Definir o golpe de Estado e os 21 anos da ditadura militar como um “marco para a democracia” ou dizer que foram promovidas “reformas que desenvolveram o Brasil” é negar a gravidade dos atos cometidos durante esse período sombrio, marcado por violência, tortura, autoritarismo, corrupção, censura e gravíssimas violações de direitos humanos perpetradas contra cidadãos em todo o país.

Ao promoverem esse revisionismo histórico grosseiro e valorizarem o que aconteceu a partir de 1964, o ministro da Defesa e o vice-presidente evidenciam uma total dificuldade de compreender o esforço civilizatório e a escolha da humanidade por um futuro que conjugue liberdade, justiça, respeito e promoção dos direitos humanos, e se pavimente nos verdadeiros ideais democráticos.
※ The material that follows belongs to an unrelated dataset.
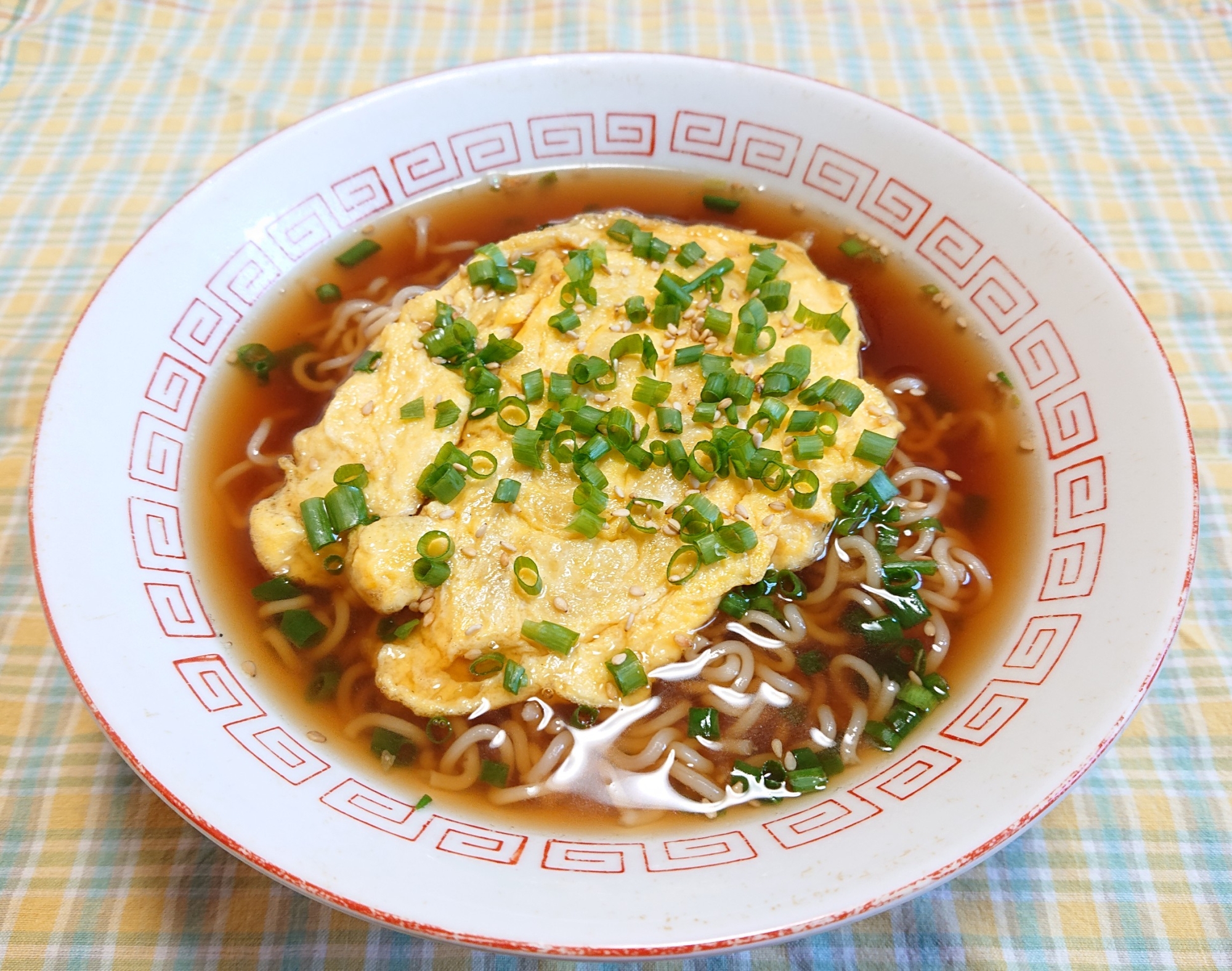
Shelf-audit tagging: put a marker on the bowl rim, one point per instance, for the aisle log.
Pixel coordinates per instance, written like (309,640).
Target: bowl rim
(633,953)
Há mais de uma década, nós do Instituto Vladimir Herzog – entidade que leva o nome de um jornalista brutalmente torturado e assassinado pelas forças de repressão que sustentavam a ditadura militar – exercemos a missão de fazer com que a sociedade conheça o passado para entender o presente e construir o futuro.
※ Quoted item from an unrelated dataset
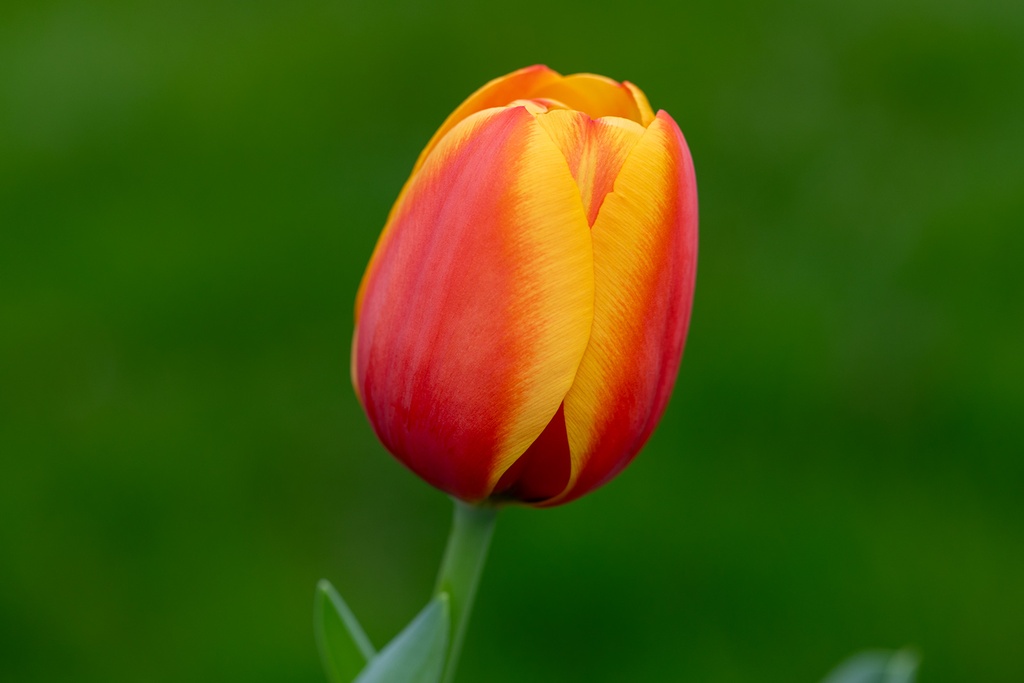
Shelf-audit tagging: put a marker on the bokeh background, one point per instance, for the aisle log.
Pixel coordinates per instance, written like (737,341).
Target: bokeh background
(189,190)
Ainda hoje, no entanto, convivemos com o legado autoritário dos anos de chumbo, visível, por exemplo, na ausência de punição aos agentes públicos que perseguiram, torturaram, assassinaram e ocultaram cadáveres durante os 21 anos em que generais, passando-se por presidentes, governaram o país.

Esse legado de impunidade e autoritarismo é o que permite que agentes do Estado sigam matando, torturando e desaparecendo com corpos de cidadãos brasileiros, em sua grande maioria de pessoas pobres, pretas e periféricas.

Isso evidencia, de forma preocupante, que a tarefa de consolidar a democracia no Brasil ainda está incompleta e é indissociável da necessidade de se garantir o direito à justiça, à memória e à verdade a todos que sofreram – e ainda sofrem – com as gravíssimas violações de direitos humanos cometidas no passado e no presente.

Marco para a democracia e desenvolvimento para o Brasil será o dia em que militares – e todos aqueles que sustentaram a ditadura por longos 21 anos – reconhecerem os crimes cometidos por integrantes das Forças Armadas entre 1964 e 1985 e pedirem perdão às vítimas, seus familiares e à toda sociedade.

Marco para a democracia e desenvolvimento para o Brasil será o dia em que o Poder Judiciário – atento ao fato de que a República Federativa do Brasil se constitui em um Estado Democrático de Direito e tem como fundamento a dignidade da pessoa humana – processar e, se demonstrada a responsabilidade, punir os muitos torturadores já identificados do período.

Por tudo isso, encaramos o dia 31 de março como uma oportunidade para homenagear as crianças que foram covardemente sequestradas, as mulheres que tiveram seus familiares assassinados e desaparecidos, os pais que viram seus filhos serem torturados, indígenas, camponeses, trabalhadores e todos aqueles que foram submetidos a tanta desigualdade e precarização da vida, especialmente nas periferias e nas favelas, mas lutaram bravamente – muitas vezes sacrificando a própria vida – contra a ditadura, em defesa da democracia e de uma sociedade mais justa e igualitária.